Das Jahr ist noch keine zwei Wochen alt, dennoch scheint bereits die Auszeichnung zum "Arbeitgeber des Jahres 2026" vergeben worden zu sein. Dafür verantwortlich zeichnet Deutschland Test in Zusammenarbeit mit dem Marktforschungsinstitut ServiceValue. Etwa 16.000 Unternehmen wurden anhand von Kriterien wie Zukunftsperspektiven, Karrierechancen, Fairness und Ausbildung bewertet. In der Branche "Bauunternehmen" konnte Porr sich den ersten Platz sichern, wie das Unternehmen sichtlich erfreut in einer Pressemitteilung wissen lässt.
Millionen von Online-Beiträgen seien ausgewertet worden, wobei Porr in allen "relevanten Kategorien" überdurchschnittliche Ergebnisse erzielt habe. Damit setzte man erneut Maßstäbe in der Branche. Das Unternehmen behauptet von sich, nicht nur für exzellente Bauleistungen, sondern auch für eine moderne sowie zukunftsorientierte Arbeitswelt zu stehen.
Porr weiß zu gefallen
Für die Aktionäre ist das Ganz freilich eher beiläufig von Interesse. Schaden kann es aber nicht, wenn Porr sich einen Ruf als besonders guter Arbeitgeber erarbeitet. Das dürfte gerade im noch in Zeiten von Fachkräftemangel dabei helfen, sich wichtige Unterstützung zu sichern.

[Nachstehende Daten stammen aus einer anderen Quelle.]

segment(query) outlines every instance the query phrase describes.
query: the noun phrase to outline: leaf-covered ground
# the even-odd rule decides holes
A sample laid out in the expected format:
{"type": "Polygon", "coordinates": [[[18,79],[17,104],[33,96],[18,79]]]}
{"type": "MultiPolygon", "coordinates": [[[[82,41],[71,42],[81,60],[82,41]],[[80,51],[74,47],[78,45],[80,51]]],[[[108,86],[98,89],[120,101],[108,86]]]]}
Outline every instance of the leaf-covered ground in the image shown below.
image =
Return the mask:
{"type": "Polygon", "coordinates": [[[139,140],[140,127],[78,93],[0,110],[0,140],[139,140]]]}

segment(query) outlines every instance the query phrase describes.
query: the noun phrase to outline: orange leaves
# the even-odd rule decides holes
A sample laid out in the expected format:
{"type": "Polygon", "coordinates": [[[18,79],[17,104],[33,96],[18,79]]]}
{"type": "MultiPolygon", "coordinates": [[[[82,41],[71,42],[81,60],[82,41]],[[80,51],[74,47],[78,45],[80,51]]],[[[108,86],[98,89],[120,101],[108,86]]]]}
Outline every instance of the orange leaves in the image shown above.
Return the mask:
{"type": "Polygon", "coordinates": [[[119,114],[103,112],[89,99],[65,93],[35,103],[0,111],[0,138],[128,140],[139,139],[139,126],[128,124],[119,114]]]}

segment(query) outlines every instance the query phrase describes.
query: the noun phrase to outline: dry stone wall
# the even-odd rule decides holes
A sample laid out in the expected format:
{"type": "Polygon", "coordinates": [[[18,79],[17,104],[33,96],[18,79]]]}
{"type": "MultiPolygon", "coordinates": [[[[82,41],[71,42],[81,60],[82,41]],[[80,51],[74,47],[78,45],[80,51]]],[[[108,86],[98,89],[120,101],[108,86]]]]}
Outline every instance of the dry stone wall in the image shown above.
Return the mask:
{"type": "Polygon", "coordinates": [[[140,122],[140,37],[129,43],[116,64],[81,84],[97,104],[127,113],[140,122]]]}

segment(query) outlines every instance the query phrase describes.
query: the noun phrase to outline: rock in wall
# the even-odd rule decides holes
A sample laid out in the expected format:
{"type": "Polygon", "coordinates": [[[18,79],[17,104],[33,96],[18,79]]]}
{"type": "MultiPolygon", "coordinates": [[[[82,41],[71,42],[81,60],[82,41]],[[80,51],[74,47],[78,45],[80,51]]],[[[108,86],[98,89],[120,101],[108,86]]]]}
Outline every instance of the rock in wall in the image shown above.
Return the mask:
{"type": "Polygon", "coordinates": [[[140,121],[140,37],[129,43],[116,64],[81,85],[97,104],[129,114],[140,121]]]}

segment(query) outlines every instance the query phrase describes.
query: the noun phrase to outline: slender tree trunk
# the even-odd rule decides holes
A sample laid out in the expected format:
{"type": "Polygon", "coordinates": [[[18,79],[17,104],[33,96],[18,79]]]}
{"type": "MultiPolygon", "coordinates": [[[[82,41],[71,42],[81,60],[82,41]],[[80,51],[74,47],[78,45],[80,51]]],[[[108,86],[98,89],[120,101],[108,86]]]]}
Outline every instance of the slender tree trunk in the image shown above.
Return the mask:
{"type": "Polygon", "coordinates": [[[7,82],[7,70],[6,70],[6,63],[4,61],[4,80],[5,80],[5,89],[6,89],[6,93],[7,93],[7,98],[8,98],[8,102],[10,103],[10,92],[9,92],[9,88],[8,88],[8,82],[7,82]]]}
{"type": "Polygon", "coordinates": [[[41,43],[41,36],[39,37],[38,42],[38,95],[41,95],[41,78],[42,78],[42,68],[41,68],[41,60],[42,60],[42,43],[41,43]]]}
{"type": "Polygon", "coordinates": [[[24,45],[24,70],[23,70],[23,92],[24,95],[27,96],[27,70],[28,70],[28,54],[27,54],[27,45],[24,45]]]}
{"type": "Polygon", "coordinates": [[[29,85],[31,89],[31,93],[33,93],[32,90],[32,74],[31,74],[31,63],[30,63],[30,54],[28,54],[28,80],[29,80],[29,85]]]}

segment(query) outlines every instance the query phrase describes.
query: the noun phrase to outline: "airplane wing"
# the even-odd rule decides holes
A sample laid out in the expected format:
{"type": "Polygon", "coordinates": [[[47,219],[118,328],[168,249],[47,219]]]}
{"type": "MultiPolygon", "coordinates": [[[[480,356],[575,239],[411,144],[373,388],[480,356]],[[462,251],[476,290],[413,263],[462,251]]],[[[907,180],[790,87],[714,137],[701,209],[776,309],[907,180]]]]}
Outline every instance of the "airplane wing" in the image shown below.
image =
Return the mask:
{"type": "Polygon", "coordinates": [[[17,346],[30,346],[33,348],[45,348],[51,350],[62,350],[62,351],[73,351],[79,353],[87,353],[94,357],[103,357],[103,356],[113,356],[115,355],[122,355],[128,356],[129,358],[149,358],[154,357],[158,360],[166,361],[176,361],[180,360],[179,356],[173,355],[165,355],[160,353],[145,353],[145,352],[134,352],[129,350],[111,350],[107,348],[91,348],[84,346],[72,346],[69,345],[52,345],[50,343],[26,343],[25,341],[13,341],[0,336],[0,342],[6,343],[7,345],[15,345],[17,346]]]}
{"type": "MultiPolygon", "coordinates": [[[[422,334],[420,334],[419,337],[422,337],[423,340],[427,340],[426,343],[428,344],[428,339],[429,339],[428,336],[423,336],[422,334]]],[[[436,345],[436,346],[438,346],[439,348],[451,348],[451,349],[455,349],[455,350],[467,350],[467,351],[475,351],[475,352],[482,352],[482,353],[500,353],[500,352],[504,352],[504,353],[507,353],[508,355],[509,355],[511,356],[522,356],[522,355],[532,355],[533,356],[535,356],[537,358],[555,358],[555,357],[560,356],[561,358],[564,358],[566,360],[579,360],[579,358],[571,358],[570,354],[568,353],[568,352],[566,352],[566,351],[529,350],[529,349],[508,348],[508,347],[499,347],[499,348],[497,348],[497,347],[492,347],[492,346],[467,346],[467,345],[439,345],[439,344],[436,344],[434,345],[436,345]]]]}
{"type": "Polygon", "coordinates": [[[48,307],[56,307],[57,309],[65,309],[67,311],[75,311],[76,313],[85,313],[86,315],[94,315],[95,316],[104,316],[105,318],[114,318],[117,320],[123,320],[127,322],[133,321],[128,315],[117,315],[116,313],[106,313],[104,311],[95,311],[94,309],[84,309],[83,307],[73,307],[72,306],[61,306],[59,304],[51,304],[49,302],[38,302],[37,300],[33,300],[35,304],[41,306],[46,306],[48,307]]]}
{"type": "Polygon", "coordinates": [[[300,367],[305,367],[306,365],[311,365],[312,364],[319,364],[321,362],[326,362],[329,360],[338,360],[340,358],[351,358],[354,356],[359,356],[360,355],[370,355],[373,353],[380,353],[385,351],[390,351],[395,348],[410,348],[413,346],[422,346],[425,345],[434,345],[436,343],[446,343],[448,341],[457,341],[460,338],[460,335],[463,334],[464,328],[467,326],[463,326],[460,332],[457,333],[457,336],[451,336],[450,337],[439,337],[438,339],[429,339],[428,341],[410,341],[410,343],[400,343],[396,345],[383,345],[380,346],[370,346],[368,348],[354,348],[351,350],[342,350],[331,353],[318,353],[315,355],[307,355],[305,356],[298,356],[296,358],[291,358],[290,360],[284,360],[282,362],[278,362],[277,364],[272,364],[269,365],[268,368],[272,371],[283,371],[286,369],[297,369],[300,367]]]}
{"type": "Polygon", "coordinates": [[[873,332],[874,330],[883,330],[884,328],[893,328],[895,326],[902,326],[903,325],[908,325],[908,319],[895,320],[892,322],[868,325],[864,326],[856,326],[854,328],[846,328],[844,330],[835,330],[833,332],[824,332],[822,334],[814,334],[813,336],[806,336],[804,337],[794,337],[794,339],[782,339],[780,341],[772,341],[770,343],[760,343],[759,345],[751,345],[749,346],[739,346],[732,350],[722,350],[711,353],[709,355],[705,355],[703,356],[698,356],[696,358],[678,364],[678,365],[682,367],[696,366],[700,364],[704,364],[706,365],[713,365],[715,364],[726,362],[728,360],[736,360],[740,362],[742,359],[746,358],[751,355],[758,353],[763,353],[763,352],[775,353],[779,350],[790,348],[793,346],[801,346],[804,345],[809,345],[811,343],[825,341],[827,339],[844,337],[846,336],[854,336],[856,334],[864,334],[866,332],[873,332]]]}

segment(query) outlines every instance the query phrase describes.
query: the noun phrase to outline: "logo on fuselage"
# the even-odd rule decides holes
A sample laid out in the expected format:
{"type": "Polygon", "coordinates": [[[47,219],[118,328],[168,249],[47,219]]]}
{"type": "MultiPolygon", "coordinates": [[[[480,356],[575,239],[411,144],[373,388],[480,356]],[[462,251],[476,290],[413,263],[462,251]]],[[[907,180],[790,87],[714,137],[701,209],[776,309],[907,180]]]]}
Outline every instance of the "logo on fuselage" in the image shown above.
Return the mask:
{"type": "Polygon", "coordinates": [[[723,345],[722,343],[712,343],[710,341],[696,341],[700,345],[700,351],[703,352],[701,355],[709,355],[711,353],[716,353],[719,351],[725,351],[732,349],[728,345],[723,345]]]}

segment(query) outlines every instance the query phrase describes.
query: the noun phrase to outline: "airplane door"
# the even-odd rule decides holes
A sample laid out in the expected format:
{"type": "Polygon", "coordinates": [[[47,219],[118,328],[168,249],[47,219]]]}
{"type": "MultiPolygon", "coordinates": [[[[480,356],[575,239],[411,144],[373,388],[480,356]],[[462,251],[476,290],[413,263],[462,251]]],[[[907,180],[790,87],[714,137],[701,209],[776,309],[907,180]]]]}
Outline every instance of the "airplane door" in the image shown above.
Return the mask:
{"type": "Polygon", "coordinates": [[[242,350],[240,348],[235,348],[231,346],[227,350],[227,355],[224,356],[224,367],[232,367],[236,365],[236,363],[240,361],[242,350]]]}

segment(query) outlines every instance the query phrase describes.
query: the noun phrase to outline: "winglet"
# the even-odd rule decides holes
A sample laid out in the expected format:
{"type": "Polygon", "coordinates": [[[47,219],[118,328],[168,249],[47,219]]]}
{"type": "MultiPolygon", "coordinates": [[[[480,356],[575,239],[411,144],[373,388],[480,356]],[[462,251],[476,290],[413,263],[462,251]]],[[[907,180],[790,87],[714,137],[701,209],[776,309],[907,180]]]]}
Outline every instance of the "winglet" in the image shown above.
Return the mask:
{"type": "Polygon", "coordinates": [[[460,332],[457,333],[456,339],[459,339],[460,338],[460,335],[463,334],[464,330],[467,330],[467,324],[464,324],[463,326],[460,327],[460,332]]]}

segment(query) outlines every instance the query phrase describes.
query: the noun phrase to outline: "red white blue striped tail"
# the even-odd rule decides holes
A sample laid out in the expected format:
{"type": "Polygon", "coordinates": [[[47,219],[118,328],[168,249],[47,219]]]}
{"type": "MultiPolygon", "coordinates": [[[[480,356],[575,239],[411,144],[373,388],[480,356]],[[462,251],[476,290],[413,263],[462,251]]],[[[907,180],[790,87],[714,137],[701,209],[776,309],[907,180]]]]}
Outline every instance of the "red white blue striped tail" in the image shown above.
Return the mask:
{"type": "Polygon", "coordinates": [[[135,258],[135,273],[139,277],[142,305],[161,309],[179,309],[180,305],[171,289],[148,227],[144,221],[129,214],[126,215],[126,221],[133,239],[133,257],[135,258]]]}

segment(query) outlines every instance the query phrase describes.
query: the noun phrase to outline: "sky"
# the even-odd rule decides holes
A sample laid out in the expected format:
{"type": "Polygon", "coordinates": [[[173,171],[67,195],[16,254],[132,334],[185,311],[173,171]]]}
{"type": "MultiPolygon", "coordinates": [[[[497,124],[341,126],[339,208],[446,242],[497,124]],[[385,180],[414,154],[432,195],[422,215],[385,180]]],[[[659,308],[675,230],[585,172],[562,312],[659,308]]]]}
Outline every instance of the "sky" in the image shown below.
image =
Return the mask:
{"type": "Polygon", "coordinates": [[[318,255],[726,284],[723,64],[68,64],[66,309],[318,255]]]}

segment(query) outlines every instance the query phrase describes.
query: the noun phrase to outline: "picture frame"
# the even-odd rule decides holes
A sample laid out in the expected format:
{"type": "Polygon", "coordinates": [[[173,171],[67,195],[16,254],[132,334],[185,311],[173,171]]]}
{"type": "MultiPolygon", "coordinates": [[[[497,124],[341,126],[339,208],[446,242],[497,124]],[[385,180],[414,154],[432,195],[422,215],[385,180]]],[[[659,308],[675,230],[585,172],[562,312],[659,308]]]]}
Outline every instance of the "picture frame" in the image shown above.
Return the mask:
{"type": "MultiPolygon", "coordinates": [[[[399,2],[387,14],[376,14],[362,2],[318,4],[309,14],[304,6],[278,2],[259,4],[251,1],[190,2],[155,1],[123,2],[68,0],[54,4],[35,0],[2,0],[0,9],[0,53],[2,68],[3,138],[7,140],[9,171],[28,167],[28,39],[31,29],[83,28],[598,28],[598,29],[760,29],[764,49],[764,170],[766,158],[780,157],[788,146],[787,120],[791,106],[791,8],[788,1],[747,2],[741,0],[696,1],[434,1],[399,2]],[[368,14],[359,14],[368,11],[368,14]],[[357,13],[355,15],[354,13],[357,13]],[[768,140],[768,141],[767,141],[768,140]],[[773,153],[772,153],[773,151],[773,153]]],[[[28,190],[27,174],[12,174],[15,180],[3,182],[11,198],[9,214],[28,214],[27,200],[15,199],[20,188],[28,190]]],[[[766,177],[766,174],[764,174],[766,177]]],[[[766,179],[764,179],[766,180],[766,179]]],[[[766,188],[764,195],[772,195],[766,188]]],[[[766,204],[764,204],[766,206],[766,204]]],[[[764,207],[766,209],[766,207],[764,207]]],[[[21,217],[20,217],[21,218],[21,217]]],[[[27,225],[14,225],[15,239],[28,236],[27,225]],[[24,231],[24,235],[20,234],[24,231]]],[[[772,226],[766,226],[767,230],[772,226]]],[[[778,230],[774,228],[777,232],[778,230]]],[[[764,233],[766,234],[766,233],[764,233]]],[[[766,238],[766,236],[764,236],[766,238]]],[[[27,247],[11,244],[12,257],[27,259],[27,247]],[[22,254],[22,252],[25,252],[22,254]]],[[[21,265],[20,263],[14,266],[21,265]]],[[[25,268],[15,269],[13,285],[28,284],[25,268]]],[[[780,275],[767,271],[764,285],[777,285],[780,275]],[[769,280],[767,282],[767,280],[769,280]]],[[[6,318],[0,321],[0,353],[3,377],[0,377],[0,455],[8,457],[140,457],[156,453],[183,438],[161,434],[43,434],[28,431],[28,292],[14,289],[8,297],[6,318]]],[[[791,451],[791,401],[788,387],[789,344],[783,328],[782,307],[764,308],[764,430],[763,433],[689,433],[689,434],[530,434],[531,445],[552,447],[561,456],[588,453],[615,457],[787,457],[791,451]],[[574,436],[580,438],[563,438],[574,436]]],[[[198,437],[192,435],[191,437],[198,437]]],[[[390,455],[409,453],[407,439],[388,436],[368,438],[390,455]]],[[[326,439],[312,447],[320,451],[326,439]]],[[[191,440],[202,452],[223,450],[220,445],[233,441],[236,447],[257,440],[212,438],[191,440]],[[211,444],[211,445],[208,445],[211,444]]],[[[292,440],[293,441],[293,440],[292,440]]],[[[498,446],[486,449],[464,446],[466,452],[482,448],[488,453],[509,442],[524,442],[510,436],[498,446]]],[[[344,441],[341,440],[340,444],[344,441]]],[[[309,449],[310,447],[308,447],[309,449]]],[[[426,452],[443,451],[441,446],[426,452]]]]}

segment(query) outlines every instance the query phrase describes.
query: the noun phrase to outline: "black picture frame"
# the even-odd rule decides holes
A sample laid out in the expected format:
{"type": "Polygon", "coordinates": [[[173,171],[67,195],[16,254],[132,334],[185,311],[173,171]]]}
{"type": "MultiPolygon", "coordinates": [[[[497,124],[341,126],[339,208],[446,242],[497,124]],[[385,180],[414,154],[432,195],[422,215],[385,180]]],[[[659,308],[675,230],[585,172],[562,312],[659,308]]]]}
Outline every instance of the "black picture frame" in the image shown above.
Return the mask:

Aktuell ist die Problematik zwar weniger akut als noch vor ein oder zwei Jahren. Doch eine mögliche Wiederbelebung der Branche könnte das schnell wieder ändern.
Wer möchte, sieht daher bei Porr einen Baukonzern, der sich für ein Comeback des Bausegments schon mal in Stellung begeben hat. Nun muss eigentlich nur noch die Politik mitspielen, um in der Zukunft frische Wachstumschancen bieten zu können. Leider wollen die Anleger auch auf solche eher vagen Vermutungen noch nicht ganz einlassen. Die Porr-Aktie wertete am Montagmorgen in Stuttgart zunächst um 0,8 Prozent auf 33,20 Euro ab.
Die Porr-Aktie bleibt stabil
Kleinere Gewinnmitnahmen kann die Porr-Aktie ohne Weiteres vertragen, lassen sich doch noch immer Kursgewinne von 88 Prozent auf Jahressicht feststellen. Mit einer solchen Performance stellt das Unternehmen unter Beweis, dass es wohl auch in den Augen der Aktionäre zuletzt vieles richtig gemacht hat. Das weitere Aufwärtspotenzial wird dennoch vom Branchensentiment ein Stück weit vorgegeben. Für 2026 gibt es erste Anzeichen einer Erholung, doch in Stein gemeißelt ist der ganz große Turnaround noch nicht.